Still, that didn’t taint his first tournament or season.

“It [my rookie season] was the most exciting thing I’ve ever done,” Schmitt says. “From January through June, all I thought about was the tournaments. I was disappointed in how I did, but I’ve learned from it.

“The biggest thing I learned in my first year on Tour was that I can’t always swing for the fences,” he adds. “On my home waters, I know enough that I feel I can always go for the win. You can’t always do that on Tour.”

His performance this year definitely reflects a change in approach. He’s improved from 163rd in the standings in 2014 to his current position in 74th place. Schmitt’s highlights in 2015 include earning a $10,000 check at the opener on Lake Toho and a 16th-place finish a couple of weeks ago at Lake Chickamauga, where he says he lost what might have been the biggest bass of his life on the second day. That fish could’ve been a game-changer.

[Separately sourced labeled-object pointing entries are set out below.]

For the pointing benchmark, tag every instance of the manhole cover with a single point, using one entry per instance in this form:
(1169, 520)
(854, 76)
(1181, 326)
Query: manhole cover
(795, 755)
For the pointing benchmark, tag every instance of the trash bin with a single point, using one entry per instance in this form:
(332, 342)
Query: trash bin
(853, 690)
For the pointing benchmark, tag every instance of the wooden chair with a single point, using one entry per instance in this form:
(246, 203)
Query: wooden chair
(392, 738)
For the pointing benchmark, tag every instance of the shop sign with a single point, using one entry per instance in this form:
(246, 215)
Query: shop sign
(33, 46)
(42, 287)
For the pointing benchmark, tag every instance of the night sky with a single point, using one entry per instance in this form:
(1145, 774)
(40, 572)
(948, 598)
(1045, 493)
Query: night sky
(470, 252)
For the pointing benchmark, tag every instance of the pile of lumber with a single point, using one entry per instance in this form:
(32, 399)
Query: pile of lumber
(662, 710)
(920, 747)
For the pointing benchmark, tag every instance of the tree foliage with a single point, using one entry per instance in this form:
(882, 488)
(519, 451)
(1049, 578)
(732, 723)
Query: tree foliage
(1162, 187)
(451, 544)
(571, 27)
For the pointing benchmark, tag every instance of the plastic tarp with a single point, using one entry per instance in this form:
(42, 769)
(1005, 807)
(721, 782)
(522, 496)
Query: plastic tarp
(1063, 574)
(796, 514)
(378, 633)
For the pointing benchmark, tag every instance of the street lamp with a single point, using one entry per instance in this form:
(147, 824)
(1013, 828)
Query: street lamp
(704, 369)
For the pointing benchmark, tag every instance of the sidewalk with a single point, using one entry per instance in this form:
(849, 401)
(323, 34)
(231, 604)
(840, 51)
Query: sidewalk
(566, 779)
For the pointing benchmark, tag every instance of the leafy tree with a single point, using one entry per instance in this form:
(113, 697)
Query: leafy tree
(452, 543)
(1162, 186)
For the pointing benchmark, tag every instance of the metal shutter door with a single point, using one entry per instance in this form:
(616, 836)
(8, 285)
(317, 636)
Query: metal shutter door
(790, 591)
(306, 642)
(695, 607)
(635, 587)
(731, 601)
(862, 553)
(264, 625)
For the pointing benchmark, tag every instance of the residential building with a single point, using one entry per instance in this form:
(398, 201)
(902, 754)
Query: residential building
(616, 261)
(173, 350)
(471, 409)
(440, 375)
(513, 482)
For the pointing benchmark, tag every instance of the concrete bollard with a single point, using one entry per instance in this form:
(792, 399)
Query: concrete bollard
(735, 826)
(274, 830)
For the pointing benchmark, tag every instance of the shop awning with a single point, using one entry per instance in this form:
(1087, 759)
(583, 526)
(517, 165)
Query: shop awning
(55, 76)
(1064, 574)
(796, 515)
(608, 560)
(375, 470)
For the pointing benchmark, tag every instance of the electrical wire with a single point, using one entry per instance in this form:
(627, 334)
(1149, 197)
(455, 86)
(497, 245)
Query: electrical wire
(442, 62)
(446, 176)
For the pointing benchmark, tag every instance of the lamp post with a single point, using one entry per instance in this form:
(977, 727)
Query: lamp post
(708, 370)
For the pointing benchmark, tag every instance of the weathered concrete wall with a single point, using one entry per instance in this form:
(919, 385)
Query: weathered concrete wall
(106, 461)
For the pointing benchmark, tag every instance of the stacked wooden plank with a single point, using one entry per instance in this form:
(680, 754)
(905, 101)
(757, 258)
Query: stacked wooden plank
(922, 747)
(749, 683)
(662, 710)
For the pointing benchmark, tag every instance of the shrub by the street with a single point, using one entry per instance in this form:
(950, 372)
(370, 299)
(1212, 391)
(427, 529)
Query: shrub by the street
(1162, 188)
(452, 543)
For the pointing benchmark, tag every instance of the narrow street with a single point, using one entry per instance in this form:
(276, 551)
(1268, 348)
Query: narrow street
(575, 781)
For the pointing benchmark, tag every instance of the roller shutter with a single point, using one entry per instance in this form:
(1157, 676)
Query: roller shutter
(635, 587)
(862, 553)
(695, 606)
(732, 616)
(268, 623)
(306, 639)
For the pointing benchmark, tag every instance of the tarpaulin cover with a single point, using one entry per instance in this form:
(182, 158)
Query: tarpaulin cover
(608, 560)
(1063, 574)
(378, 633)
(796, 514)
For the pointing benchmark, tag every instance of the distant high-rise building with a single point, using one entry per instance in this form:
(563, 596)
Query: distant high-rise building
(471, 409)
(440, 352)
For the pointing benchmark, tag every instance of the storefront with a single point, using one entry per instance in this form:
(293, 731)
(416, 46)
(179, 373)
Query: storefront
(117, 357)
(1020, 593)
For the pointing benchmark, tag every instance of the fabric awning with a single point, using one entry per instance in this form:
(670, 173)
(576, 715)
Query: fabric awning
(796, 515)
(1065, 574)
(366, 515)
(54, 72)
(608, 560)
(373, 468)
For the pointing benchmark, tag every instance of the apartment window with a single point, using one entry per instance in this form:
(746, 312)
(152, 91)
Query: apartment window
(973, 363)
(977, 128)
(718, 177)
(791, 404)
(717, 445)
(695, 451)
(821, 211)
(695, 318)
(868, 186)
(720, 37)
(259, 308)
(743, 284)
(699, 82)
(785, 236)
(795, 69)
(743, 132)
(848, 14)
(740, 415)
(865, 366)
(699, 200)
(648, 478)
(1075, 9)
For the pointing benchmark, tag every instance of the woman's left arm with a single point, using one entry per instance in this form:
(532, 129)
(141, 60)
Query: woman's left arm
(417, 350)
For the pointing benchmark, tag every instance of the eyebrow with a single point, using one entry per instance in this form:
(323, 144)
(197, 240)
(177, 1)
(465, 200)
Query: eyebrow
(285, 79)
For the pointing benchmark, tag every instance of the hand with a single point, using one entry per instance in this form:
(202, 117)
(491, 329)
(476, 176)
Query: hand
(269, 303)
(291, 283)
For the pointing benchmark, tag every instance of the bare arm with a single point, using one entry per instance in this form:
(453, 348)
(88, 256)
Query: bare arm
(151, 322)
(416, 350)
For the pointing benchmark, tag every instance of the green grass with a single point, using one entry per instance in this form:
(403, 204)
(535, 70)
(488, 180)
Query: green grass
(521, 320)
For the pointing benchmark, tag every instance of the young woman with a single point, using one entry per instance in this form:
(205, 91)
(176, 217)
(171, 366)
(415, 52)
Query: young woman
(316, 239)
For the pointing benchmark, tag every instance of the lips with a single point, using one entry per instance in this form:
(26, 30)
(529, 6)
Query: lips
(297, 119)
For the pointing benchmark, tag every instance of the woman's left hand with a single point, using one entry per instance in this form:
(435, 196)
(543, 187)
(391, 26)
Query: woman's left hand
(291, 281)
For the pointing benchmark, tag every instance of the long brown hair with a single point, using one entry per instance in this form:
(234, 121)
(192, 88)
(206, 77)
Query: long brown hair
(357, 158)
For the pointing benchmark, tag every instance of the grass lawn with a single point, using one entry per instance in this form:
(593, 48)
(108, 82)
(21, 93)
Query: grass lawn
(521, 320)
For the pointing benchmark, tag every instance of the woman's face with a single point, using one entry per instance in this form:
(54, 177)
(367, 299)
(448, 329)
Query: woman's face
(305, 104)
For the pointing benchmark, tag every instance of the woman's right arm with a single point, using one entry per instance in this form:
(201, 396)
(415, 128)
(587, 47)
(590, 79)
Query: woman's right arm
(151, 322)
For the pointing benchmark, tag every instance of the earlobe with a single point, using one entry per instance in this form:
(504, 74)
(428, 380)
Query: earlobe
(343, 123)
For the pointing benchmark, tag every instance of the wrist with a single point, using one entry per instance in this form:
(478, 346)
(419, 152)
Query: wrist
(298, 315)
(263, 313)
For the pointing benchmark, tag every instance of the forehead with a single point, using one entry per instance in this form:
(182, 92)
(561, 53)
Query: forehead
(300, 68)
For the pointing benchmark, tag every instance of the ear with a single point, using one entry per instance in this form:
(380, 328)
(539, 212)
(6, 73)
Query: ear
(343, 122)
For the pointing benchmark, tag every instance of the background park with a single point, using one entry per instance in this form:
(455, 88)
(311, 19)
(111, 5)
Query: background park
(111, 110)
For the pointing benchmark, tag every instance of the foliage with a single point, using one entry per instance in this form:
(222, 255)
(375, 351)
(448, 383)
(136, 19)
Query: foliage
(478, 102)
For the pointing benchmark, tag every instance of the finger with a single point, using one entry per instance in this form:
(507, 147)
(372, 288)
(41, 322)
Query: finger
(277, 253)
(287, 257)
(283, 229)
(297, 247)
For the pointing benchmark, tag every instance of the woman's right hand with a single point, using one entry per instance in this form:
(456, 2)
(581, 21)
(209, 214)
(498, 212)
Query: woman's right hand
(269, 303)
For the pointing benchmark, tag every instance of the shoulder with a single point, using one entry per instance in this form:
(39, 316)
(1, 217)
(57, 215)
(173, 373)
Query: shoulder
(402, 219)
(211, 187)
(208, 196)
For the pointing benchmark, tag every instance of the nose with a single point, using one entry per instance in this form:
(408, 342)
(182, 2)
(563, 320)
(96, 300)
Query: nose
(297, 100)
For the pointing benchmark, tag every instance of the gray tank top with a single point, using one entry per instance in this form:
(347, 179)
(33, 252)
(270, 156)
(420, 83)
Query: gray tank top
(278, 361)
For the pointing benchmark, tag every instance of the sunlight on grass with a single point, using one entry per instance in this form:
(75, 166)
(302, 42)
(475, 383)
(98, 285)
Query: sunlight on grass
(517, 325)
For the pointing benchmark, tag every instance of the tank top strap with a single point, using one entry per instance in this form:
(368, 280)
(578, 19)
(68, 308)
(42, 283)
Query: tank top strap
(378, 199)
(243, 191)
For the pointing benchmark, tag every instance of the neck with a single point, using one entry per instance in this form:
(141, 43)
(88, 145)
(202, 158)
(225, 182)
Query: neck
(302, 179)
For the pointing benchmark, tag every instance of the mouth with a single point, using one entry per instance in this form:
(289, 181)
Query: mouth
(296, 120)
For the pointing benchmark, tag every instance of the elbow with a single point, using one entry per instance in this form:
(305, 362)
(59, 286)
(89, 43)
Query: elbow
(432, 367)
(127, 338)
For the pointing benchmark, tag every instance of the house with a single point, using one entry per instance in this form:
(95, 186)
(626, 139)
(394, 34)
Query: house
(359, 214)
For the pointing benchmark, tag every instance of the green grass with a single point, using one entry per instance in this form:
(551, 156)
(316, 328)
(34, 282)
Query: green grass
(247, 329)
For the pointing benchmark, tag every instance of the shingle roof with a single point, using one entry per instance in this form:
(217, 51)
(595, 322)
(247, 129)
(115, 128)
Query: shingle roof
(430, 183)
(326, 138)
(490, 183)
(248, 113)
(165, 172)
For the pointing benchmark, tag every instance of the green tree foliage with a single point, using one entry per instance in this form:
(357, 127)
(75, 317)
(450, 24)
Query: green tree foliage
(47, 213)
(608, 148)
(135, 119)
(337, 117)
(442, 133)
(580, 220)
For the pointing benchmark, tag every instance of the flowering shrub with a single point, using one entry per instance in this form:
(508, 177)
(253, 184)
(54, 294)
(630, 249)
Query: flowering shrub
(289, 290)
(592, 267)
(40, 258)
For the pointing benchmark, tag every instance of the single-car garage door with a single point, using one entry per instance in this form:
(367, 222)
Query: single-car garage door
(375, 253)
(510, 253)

Still, Chickamauga provided a good payday, a momentum boost and a shot of confidence, which could spell bad news for the rest of the Tour field that’s hoping to come into Schmitt’s playground and beat the odds-on favorite at the finale.

They’ll need to bring their best game, because Schmitt’s experience and lifelong pursuits on the Chesapeake, plus his 48-foot advantage, all chart a course to a place he’s been many times before on the shores of the Potomac – standing on a stage holding a trophy.